We just find ****** more comfortable for most of the year and wear the shotguns only during the colder weather..









I can't think of anybody wearing batwings for trail rides. That style is more for the rodeo work.









When I did Enurance races, I wear the half chaps to protect the inner calf from rubbing and getting sore. 

Look at what ridding you are doing, and have fun with them. I enjoy mine.


----------



## Nokota (Jan 6, 2011)

I have ****** that I wear in the colder seasons around here. For that matter, I also put Taps on my saddle for the same reason. I usually wear tall boots. Now ****** wont protect the lower section of my jeans, but at least the boots protect my legs. I also wear my ****** when I am trimming feet. When it is warm out if I feel I need to protect my legs from rain or brush, I can always throw on my Filson Tin Cloth chaps. I usually wear them when running the beagles in the brush but they work well for in the saddle as well.


----------



## paul333 (Jan 13, 2010)

Thanx for all of the responses and pics, wish I lived closer to terrain like that, pretty flat here in north Texas, and I agree with everyone in that you wear what you want and let everyone else say what they want. Unless like was said you are wearing them to Wal-Mart and then the laughs are deserved. I am I fan of batwings for the nostalgic look, and I'm a big guy so shotguns probably wouldn't work. And btw, check out BuyTack.com and go to rider Gear and then chaps, they have many chaps and most right at 200 or lower


----------



## trailhorserider (Oct 13, 2009)

I am in Arizona, and me and my friends ( women ages 34-70) all ride in either ******, chaps or 1/2 chaps. I ride in ****** and LOVE them. I used to tear my pants up and get huge bruises on my legs until I started riding in ******. Now I consider them important gear! I really haven't had a problem with my lower legs getting tore up, but I think that is because I am sort of short so my ****** fit me more like chaps, in other words, they come down longer than they would on a taller person. 

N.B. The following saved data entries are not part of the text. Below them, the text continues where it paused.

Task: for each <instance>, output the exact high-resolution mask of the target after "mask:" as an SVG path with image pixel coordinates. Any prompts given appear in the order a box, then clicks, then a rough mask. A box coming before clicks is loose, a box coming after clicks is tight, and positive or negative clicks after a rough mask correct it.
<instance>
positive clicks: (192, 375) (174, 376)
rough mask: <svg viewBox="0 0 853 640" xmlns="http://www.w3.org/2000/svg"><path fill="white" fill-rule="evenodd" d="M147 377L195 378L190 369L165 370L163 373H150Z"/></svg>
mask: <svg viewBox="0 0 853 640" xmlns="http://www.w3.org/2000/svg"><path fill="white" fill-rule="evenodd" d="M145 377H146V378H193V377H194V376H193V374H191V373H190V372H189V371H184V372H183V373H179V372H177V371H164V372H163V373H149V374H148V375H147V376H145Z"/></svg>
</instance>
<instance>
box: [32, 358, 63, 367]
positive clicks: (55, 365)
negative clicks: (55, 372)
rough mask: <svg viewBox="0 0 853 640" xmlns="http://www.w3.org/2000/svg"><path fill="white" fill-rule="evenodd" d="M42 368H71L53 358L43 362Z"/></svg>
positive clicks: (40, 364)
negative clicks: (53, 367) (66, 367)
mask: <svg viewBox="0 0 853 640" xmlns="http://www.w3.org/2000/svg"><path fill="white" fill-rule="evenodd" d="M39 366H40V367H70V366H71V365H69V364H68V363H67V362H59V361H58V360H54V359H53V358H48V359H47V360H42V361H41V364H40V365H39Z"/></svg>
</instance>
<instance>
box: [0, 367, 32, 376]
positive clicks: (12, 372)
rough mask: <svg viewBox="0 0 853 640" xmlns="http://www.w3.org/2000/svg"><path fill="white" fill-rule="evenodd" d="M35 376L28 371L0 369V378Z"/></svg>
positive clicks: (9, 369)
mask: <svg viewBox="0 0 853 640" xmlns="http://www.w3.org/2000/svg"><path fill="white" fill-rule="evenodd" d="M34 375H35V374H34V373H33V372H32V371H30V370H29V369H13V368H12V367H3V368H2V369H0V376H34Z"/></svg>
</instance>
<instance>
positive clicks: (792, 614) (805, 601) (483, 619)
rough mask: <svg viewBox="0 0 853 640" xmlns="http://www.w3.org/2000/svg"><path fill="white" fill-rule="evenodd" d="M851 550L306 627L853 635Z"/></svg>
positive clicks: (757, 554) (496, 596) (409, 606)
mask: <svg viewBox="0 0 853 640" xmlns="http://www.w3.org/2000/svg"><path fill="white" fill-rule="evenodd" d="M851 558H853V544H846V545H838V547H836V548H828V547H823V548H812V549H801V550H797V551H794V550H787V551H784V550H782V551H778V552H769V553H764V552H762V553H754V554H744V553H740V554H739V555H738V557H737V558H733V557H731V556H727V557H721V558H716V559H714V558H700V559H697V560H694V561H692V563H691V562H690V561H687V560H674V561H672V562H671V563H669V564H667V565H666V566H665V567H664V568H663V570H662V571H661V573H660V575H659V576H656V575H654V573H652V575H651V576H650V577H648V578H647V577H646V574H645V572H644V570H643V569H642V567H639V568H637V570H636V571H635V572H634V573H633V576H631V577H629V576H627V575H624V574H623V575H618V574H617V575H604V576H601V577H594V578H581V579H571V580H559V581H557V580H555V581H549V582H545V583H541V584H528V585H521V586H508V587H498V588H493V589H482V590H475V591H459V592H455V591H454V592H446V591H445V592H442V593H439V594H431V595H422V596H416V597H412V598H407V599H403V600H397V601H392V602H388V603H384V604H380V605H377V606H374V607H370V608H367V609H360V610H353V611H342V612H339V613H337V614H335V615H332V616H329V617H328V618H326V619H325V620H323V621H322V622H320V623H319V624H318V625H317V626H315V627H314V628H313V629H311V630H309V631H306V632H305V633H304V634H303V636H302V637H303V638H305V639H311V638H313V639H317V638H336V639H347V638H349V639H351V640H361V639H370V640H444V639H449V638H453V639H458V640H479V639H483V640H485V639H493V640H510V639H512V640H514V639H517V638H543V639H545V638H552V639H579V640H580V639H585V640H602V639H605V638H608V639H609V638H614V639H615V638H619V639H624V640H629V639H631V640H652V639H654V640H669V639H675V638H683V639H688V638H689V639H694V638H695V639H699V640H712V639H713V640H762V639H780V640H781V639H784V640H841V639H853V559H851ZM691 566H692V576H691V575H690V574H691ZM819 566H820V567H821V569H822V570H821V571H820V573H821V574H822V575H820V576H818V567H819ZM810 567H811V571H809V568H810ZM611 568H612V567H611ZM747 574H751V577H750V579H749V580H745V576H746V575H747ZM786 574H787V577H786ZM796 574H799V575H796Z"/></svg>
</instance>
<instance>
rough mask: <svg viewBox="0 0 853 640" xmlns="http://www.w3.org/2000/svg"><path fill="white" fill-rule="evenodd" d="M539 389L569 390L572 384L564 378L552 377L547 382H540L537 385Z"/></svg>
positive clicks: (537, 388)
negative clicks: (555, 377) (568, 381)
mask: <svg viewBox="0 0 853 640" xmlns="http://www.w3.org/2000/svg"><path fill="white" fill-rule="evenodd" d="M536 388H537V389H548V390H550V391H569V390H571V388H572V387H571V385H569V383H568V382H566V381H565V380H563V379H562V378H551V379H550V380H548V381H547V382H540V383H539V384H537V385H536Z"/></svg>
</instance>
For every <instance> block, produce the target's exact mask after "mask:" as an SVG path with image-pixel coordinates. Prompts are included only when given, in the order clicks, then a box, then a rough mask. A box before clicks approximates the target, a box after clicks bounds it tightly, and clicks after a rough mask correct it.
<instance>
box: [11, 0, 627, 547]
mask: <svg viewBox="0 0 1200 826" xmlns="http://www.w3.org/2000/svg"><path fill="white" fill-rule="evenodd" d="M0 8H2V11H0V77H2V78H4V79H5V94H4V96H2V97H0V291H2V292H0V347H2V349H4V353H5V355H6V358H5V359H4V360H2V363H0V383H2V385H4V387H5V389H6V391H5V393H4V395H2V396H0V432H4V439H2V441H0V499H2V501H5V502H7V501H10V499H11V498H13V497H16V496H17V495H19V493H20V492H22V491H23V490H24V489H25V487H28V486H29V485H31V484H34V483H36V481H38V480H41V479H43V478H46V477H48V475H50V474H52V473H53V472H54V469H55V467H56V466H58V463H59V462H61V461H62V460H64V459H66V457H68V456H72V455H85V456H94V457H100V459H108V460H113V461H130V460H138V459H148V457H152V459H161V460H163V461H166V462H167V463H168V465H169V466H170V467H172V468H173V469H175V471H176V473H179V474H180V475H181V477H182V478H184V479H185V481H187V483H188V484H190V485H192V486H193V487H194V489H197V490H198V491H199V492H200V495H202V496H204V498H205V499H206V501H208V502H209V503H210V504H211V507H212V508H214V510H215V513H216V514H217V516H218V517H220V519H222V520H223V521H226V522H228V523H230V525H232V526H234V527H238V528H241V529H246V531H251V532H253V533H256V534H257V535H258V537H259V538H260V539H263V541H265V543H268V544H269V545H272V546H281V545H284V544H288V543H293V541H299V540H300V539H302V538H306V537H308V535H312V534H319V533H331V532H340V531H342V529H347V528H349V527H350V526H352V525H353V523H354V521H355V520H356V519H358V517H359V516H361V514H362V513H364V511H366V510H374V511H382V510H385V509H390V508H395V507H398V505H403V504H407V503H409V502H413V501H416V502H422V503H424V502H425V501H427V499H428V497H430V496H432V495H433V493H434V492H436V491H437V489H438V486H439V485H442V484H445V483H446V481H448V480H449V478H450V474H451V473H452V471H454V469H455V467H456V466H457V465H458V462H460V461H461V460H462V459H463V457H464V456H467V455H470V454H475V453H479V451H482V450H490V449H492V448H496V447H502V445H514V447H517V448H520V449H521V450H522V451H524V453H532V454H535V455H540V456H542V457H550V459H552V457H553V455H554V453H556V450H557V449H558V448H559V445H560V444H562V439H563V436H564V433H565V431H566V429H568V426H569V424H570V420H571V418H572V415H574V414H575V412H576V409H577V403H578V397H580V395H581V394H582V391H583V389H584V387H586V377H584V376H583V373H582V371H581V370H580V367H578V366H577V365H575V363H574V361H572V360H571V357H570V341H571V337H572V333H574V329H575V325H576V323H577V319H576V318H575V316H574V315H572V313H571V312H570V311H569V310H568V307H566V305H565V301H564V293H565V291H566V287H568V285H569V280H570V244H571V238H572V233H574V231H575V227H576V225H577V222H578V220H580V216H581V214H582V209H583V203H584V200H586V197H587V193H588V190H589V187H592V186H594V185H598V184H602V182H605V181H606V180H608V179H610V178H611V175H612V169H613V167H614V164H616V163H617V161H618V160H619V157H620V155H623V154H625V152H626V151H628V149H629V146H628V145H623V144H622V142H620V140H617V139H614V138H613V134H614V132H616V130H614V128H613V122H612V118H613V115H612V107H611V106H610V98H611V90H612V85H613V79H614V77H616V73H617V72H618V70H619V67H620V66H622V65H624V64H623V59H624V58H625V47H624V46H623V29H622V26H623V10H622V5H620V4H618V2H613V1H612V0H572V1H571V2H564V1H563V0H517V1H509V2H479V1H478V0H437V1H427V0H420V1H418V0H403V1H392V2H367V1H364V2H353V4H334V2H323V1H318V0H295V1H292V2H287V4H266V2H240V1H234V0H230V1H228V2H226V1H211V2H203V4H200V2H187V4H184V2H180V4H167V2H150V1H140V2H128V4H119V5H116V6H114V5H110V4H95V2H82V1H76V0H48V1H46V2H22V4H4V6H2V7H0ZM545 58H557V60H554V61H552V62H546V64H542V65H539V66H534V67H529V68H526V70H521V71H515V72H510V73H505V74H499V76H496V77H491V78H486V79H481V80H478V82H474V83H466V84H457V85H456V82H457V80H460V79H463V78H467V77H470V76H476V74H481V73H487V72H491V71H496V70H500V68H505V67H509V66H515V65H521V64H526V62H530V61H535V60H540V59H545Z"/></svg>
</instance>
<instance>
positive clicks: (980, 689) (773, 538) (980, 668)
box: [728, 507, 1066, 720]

I even put elk horn conchos on mine because I love elk and thought the elk horn conchos looked cool. 

Gee, I wish I had a photo of me in my ****** but I don't. Come to think of it, I don't have a photo of me on my new horse either, and I've had her over a year now. I better remedy that!

But anyway, nobody would laugh at you in chaps or ****** in Arizona. You would actually fit right in! I would think Texas would be the same way.


----------